Theatre review: We Want You To Watch

Rashdash and Alice Birch don't want you to watch, actually. Porn, that is, although a warning against this show might have been more helpful all round. Helen Goalen and Abbi Greenland play two women on a mission, and as soon as they figure out exactly what that mission is I'm sure they'll let us know, but the main thing is they really don't like porn. It's violent pornography in particular they have an issue with, but just to be safe they'd like to get rid of all types, and possibly all of society, and replace it with ??????? We Want You To Watch opens at least with something resembling logic, albeit a spurious kind: The pair are interviewing a man (Lloyd Everitt) with a porn addiction and a particular preference for violent rape fantasies. He's suspected of murdering and mutilating a young woman in ways that mirror his favourite videos. There's no proof though, and the women's initially confident case falls apart.

They next attempt to get the Queen (Helena Lymbery) to sign a bill banning all pornography, and when this fails toy with the idea of killing a child (Adam Charteris) before he can grow up to be corrupted, and corrupt other in his turn.


They finally get an '80s idea of what a computer geek looks like (Bettrys Jones) to turn off the internet, but this has the side-effect of making an old man (Peter Marinker) drop his shopping bags, so everyone has to do contemporary dance for a bit, while our heroines run on the spot. ENDUT! HOCH HECH!

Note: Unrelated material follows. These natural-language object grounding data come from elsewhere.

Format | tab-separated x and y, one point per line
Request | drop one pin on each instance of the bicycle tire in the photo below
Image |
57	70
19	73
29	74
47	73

The fact that Oliver Townsend's design is packed with tin cans with "SEX" written on them - because sex is a commodity DO! YOU! SEE! - is an early bad sign that at best we're in for an hour of honking great cliché, and Caroline Steinbeis' production never gets over the feeling that we're watching student theatre with a larger-than-usual budget. But the biggest problem is that Goalen, Greenland and Birch's facts and motivations are muddled, and while they often, unapologetically admit to this, there's no attempt to rectify it. So while I can't say I don't find the idea of violent porn unpleasant, even their opening argument is essentially the same one that says playing video games or watching too much TV are the cause of real-life shootings. Their only solution is wholesale censorship with themselves as arbiters, but they know censorship is A Bad Thing so they mutter about it but don't have an alternative. And while, believe it or not, I'm no expert on heterosexual pornography, I find the show's implication that the vast majority of porn in existence is rape porn, a tad [citation needed].


For a show about pornography it's also weirdly coy about sex - and although there's moments where the Queen describing how sex feels through the gift of interpretative dance is funny, the sequence lasts several minutes. The writers have obviously found a subculture that's not very palatable, but as in the opening scene they fail to find any convincing cause-and-effect between nasty fantasy and violent reality, so they spend an hour telling us "we don't like this" in increasingly tedious ways.

We Want You To Watch by Rashdash and Alice Birch is booking until the 11th of July at the National Theatre's Keith.

Running time: 1 hour 15 minutes straight through.